2008-12-23

 

Choisir les meilleurs

C'est risqué pour un critique littéraire de se transformer en anthologiste ou directeur littéraire. C'est risquer de s'exposer... à la critique.

J'ai fini par lire l'antho de Rich Horton, Science Fiction: The Best of the Year (2007 Edition), publiée chez Prime Books. Horton était mieux connu de moi comme critique (dans Locus et Tangent, par exemple). Sur la foi de cette anthologie, je suis enclin à dire qu'il aurait dû s'en tenir à la critique. Parce que, maintenant, je vais lire d'un autre œil ses propres critiques.

D'autres anthos parviennent à procurer aux lecteurs une qualité minimale soutenue (c'est souvent le cas des anthos de David Hartwell). Par contre, j'ai trouvé que cette anthologie combinait des textes dont je me demandais ce qu'ils faisaient dans une sélection et des textes pleinement méritants. (Selon mes propres appréciations, pareillement subjectives, bien sûr!)

Parmi les réussites, je citerai « Another Word for Map is Faith » de Christopher Rowe, la nouvelle qui ouvre l'anthologie et qui nous plonge dans un monde en proie à un fanatisme religieux glaçant. Ce n'est peut-être pas tout à fait de la science-fiction dans les règles de l'art, mais le fanatisme a trop souvent façonné notre monde pour que l'intrigue ne nous semble pas parfaitement réaliste.

Une autre réussite, « Incarnation Day », est signé par un nom connu, Walter Jon Williams. À la croisée de la science-fiction heinleinienne (telle que pratiquée dans ses romans pour jeunes) et de la science-fiction moderne (avec ses enfances passées dans des mondes virtuels, comme dans la trilogie récente de Nick Sagan), la nouvelle met en scène un monde en apparence avancé, mais qui a réinventé une forme d'esclavage déguisé mais tout aussi cruel.
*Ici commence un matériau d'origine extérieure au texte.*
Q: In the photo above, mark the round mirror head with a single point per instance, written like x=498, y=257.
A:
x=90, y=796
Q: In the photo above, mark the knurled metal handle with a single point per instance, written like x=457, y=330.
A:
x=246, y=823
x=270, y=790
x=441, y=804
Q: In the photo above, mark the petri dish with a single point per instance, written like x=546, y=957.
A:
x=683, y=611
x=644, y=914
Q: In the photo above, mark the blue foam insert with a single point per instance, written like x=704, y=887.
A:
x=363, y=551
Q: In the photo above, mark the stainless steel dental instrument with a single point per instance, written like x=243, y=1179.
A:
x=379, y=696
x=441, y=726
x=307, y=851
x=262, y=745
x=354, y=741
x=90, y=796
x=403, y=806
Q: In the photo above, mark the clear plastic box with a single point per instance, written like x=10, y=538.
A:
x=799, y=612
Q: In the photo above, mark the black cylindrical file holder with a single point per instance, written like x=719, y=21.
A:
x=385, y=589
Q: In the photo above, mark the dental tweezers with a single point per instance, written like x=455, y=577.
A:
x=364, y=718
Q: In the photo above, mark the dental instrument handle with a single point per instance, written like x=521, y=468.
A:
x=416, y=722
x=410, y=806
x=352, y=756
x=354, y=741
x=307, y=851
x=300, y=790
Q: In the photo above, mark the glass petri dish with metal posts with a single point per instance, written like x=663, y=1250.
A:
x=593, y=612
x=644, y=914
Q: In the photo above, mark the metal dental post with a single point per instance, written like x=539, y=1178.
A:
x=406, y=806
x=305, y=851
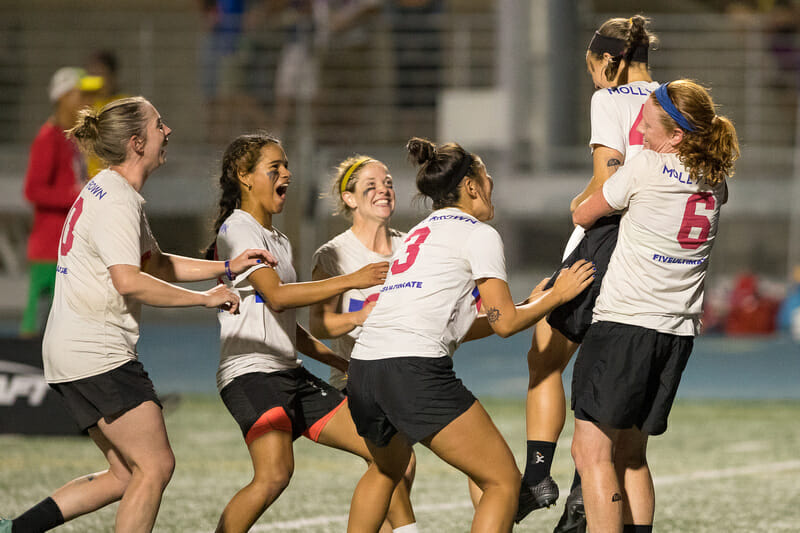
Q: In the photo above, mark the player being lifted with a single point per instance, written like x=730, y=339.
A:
x=617, y=62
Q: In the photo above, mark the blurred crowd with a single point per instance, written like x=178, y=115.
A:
x=751, y=305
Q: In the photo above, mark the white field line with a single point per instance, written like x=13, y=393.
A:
x=659, y=481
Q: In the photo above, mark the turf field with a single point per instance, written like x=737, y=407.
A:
x=723, y=465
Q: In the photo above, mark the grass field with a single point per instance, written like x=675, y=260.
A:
x=729, y=466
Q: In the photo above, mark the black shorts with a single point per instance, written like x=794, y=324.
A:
x=294, y=401
x=573, y=318
x=627, y=376
x=108, y=395
x=417, y=396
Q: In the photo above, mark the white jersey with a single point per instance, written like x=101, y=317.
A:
x=257, y=339
x=342, y=255
x=429, y=299
x=92, y=328
x=616, y=113
x=656, y=275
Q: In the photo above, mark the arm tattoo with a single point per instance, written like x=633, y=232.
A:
x=492, y=315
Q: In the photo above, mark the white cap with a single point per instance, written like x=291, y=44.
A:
x=67, y=78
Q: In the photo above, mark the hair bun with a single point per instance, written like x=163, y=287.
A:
x=421, y=150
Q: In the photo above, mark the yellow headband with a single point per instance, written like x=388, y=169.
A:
x=351, y=171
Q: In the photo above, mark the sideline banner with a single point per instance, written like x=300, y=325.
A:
x=27, y=404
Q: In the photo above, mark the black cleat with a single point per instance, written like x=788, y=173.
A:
x=532, y=497
x=574, y=518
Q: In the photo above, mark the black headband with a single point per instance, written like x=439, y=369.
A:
x=600, y=44
x=461, y=171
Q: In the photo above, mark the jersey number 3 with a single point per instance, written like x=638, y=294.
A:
x=69, y=226
x=692, y=220
x=418, y=237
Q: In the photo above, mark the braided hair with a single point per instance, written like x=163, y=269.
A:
x=240, y=157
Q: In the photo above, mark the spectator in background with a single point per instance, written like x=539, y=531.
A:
x=56, y=173
x=223, y=56
x=789, y=311
x=103, y=63
x=750, y=312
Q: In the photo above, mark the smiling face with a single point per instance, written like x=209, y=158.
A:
x=596, y=68
x=373, y=196
x=657, y=136
x=269, y=179
x=156, y=138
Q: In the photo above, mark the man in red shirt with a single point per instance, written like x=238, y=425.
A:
x=56, y=173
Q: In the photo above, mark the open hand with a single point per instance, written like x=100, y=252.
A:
x=370, y=275
x=222, y=297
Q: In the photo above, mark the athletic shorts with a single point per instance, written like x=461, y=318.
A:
x=108, y=395
x=627, y=376
x=294, y=401
x=573, y=318
x=417, y=396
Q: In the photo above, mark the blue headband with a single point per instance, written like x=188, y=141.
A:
x=671, y=110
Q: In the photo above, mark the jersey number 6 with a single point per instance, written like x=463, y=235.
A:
x=418, y=237
x=692, y=220
x=69, y=226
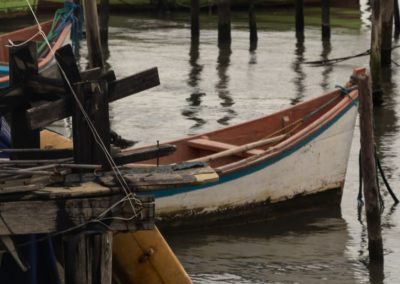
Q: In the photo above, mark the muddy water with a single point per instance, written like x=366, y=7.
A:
x=204, y=87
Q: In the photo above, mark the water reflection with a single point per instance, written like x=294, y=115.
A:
x=222, y=86
x=195, y=98
x=308, y=246
x=326, y=50
x=297, y=67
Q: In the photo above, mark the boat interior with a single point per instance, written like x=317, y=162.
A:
x=245, y=142
x=18, y=36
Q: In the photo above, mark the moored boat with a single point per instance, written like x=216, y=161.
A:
x=15, y=8
x=286, y=158
x=58, y=33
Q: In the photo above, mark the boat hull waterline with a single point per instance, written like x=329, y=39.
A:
x=310, y=162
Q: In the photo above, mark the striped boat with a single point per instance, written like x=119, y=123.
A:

Il me faut dire du bien aussi de la nouvelle cosmologico-cyberpunk de Benjamin Rosenbaum, « The House beyond your Sky ». Univers virtuels, manipulation d'univers embryonnaires, duels entre post-humains et puissances transcendantes... rien que du bon. Et j'admire d'autant plus que ce sont des thèmes sur lesquels Laurent McAllister bossait ces derniers temps.

Enfin, il me faut dire du mal d'une nouvelle de (surprise!) Robert Reed, « A Billion Eves » — un auteur que j'aime lire, d'ordinaire. Comme d'habitude, on ne peut critiquer ses personnages, les surprises d'une intrigue pleine de rebondissements ou l'impact de ses descriptions... Seulement, il pousse un peu trop loin le bouchon en suggérant la survie pendant dix ou quinze siècles (ou vingt mille ans? ce n'est pas toujours clair) d'une même société patriarcale et religieuse. Et ce, même quand les fondateurs ont accouché d'une population de plus de cinq milliards de personnes au bout du compte... Que l'on songe un peu à toutes les réformes et toutes les hérésies qui ont bouleversé nos civilisations terrestres depuis deux mille ans! Bref, si on reproche souvent aux auteurs de science-fiction de créer des planètes partout semblables, Reed se rend coupable de la même faute en étalant la similitude dans le temps. Outre cette absence de diversité, il faut sans doute être étatsunien pour communier dans le culte du pionnier et partager le fantasme de la terra nullius. Si Williams rajeunissait Heinlein, Reed n'arrive pas tout à fait à sortir des vieilles ornières dans ce texte qui se veut subversif mais qui semble un peu trop complaisant, comme dans les textes les moins aboutis de Heinlein, justement.